Abstract

Asthma is a variable condition with an apparent tendency for a natural decline in asthma symptoms and health care use occurring as children age. As a result, asthma interventions using a pre-post design may overestimate the intervention effect when no proper control group is available. Investigate patterns of natural decline over time with increasing age in asthma symptoms and health care use of children. Develop a statistical procedure that enables adjustment that accounts for expected declines in these outcomes and is useable when intervention evaluations must rely solely on pre-post data. Mixed-effects models with mixture distributions were used to describe the pattern of symptoms and health care use in 3,021 children aged 2 to 15 years in a combined sample from three controlled trials. An adaptive least squares estimation was used to account for overestimation of intervention effects and make adjustments for pre-post only data. Termed "Adjustment for Natural Declines in Asthma Outcomes (ANDAO)," the adjustment method uses bootstrap sampling to create control cohorts comparable to subjects in the intervention study from existing control subjects.

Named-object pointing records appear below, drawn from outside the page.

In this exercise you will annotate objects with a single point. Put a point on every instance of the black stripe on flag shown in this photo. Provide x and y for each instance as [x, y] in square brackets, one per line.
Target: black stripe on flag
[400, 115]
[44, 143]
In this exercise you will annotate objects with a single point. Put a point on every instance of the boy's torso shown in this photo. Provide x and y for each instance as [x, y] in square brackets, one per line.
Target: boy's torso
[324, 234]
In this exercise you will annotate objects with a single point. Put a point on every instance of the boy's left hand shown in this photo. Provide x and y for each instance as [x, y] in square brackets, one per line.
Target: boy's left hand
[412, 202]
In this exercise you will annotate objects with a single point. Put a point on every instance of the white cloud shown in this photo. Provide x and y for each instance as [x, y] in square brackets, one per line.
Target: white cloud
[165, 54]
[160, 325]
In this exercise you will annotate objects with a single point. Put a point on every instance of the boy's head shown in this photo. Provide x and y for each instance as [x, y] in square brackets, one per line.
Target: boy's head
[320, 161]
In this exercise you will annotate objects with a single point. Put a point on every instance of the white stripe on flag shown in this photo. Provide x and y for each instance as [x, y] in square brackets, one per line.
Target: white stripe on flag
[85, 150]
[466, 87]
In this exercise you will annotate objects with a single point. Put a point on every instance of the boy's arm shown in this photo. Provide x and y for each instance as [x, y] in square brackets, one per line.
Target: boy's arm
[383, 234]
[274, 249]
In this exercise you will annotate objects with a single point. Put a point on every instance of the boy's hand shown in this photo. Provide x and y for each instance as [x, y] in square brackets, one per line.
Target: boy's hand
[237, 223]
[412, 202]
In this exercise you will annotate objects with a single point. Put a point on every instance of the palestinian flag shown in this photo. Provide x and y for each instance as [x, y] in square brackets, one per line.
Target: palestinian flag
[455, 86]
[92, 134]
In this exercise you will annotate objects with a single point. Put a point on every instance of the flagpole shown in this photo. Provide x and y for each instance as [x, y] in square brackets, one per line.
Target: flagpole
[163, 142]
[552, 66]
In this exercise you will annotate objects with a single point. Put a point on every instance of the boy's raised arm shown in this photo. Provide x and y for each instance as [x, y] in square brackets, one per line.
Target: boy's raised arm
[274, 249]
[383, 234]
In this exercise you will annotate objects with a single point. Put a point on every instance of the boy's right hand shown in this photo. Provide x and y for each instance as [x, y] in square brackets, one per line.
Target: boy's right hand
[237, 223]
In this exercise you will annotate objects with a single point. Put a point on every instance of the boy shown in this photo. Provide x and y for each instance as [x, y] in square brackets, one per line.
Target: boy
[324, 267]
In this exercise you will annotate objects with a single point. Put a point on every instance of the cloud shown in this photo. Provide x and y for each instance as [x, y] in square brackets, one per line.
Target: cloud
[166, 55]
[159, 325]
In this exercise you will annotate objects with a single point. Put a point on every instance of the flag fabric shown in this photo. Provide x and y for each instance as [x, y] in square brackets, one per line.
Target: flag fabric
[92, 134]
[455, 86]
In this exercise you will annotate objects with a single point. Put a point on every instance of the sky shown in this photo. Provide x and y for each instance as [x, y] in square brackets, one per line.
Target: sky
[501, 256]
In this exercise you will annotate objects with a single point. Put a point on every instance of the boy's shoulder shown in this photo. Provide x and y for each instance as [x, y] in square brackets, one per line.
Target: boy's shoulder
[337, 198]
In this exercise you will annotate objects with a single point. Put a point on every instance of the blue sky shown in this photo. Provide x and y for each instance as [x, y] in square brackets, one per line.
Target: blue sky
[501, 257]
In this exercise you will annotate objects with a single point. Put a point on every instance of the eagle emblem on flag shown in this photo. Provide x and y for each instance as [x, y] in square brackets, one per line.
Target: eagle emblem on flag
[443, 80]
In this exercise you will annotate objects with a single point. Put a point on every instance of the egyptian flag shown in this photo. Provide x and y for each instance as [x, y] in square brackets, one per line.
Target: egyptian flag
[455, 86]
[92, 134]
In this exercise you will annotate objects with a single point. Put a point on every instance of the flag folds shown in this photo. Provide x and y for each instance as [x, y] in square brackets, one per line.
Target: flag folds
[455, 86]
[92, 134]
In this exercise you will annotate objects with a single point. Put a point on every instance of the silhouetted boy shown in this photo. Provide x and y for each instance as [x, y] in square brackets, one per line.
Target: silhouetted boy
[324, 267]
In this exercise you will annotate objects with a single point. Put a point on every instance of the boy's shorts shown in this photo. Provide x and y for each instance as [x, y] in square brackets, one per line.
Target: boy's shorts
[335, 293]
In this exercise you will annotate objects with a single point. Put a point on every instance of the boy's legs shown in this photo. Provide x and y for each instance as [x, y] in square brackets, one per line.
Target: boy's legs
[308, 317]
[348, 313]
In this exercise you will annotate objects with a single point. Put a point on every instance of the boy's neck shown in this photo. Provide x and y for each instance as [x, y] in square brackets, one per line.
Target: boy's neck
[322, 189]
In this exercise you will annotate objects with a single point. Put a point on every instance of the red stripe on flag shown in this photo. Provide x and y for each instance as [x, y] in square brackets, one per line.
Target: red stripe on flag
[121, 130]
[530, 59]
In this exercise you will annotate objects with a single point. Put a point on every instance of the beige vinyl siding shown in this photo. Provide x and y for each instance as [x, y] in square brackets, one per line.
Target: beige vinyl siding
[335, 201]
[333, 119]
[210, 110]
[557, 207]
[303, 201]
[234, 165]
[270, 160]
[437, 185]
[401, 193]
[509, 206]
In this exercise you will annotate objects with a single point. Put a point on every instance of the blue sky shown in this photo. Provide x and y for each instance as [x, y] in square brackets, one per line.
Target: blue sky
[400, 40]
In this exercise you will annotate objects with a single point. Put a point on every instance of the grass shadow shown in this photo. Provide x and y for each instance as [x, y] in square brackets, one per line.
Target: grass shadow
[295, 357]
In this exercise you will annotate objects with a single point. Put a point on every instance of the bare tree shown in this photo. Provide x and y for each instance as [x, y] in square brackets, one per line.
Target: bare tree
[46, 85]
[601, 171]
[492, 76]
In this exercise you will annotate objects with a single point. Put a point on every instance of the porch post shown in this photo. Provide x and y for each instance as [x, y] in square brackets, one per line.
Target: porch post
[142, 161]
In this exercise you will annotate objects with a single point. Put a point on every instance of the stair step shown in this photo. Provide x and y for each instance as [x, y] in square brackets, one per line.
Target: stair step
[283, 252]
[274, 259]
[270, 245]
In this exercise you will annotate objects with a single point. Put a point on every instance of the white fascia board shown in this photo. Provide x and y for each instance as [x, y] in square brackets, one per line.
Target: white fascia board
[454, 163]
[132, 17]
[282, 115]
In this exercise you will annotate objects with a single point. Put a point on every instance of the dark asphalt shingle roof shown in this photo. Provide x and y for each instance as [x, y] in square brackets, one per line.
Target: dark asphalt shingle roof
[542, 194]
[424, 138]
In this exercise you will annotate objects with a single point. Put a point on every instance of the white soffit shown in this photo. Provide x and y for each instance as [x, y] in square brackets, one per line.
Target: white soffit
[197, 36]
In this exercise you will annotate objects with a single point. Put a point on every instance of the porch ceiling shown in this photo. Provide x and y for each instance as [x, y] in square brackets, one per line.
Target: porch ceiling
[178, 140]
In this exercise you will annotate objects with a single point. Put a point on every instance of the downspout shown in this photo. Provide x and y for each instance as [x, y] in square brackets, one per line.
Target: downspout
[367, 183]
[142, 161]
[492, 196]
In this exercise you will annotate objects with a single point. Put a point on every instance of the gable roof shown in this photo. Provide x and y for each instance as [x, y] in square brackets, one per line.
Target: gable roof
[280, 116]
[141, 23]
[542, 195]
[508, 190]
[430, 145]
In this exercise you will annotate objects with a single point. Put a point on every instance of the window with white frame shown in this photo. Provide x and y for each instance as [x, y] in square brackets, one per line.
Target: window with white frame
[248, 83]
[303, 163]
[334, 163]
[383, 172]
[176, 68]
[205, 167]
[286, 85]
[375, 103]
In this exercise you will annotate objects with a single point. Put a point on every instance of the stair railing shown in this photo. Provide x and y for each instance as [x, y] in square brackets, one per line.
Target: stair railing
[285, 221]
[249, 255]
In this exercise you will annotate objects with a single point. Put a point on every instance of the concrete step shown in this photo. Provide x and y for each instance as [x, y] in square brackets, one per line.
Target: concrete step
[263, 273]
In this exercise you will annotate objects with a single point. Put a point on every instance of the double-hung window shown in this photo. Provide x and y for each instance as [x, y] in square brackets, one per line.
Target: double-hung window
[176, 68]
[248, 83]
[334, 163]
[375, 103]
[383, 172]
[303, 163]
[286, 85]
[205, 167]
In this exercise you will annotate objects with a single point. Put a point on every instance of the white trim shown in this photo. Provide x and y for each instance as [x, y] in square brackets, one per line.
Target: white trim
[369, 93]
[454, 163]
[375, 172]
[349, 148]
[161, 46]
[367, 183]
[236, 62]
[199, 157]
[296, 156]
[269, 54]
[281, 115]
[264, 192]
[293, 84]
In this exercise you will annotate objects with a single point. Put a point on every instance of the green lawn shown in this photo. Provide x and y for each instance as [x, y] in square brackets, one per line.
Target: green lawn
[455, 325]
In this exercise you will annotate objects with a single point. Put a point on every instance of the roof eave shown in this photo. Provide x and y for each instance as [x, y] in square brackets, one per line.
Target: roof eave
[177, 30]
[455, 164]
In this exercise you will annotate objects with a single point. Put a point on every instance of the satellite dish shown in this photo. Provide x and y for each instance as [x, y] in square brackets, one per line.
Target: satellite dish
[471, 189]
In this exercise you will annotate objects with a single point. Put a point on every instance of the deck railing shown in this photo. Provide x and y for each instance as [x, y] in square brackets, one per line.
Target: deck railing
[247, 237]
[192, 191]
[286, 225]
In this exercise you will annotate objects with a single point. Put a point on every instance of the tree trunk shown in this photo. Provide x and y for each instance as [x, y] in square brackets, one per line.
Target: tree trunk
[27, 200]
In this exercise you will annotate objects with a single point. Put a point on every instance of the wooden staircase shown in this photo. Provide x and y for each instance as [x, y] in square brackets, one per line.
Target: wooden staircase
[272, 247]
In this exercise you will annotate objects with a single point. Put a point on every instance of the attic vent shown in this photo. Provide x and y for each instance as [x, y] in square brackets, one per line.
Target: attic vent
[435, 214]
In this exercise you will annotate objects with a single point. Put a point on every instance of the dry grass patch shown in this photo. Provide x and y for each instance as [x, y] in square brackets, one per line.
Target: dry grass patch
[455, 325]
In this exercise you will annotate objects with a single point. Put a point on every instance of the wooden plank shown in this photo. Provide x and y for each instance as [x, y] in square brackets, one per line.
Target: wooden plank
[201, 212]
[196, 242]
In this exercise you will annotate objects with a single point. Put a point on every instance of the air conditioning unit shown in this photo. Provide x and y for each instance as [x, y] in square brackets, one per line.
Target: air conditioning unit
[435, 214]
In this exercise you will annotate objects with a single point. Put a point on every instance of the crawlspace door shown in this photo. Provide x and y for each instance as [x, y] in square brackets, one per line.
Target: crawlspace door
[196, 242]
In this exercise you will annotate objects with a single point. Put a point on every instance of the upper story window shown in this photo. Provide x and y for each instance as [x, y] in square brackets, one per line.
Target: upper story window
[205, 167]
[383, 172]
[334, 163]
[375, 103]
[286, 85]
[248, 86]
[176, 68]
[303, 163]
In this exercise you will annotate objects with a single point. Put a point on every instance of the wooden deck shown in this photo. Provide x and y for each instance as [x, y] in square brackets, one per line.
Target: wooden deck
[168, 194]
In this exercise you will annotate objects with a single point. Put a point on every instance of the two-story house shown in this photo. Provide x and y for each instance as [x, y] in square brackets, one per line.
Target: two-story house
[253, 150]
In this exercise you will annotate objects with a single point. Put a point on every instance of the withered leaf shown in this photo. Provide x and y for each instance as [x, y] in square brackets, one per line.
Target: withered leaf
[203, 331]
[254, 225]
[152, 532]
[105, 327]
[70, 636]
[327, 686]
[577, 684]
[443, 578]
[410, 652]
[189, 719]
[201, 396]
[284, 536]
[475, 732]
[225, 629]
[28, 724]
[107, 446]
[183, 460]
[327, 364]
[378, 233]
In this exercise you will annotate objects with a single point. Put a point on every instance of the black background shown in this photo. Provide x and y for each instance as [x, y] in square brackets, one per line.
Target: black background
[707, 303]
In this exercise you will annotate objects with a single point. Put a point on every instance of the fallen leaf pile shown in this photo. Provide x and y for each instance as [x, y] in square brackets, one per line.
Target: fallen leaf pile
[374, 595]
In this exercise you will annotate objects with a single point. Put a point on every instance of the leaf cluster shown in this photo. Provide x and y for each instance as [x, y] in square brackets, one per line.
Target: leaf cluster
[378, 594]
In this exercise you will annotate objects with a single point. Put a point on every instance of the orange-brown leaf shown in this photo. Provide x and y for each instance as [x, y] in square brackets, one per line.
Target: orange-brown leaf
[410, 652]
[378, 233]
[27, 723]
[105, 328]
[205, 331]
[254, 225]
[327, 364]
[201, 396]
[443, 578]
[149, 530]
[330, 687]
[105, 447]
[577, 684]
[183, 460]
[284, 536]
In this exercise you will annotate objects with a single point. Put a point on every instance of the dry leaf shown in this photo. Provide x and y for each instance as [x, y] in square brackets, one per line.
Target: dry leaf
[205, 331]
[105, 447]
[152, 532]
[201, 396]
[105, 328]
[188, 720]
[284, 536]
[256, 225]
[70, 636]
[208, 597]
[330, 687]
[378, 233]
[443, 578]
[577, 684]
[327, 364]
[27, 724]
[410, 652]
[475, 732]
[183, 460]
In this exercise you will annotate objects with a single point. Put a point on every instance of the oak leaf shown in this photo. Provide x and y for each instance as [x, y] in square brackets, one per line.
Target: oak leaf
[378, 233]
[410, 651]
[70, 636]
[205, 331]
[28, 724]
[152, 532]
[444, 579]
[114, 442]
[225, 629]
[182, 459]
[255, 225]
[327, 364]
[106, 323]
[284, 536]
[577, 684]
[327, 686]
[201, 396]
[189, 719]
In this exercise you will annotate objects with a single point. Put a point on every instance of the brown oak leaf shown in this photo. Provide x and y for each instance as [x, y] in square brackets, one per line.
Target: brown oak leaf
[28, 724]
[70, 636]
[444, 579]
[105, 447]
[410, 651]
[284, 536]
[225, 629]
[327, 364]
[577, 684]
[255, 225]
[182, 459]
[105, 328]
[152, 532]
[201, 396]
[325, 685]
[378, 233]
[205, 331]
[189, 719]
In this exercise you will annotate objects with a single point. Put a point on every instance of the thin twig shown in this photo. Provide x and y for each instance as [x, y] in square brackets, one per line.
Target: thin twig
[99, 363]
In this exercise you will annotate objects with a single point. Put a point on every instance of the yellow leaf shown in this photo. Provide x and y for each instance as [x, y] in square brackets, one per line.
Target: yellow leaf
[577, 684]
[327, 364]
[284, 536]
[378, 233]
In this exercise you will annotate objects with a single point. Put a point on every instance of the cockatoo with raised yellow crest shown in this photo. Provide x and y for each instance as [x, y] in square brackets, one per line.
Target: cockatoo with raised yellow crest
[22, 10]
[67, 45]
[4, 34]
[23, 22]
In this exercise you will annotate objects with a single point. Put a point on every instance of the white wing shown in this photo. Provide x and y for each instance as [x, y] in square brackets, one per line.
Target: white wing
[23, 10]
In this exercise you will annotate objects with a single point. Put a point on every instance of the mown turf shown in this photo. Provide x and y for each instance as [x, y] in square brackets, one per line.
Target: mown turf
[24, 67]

ANDAO accounts for expected declines in outcomes and is beneficial when intervention evaluations must rely solely on pre-post data. Children under 10 years of age experienced 18% (95% confidence interval, 15-21%) fewer symptom days and 28% (95% confidence interval, 24-32%) fewer symptom nights with each additional year of age. The decline was less than 10% after age 10 years, depending on baseline asthma severity. Emergency department visits declined regardless of baseline symptom frequency (P = 0.02). The adjustment method corrected estimates to within 2.4% of true effects through simulations using control cohorts. Because of the declines in symptoms and health care use expected with increasing age of children with asthma, pre-post comparisons will greatly overestimate intervention effects. The ANDAO provides means to adequately estimate treatment effects when a control group design is not possible.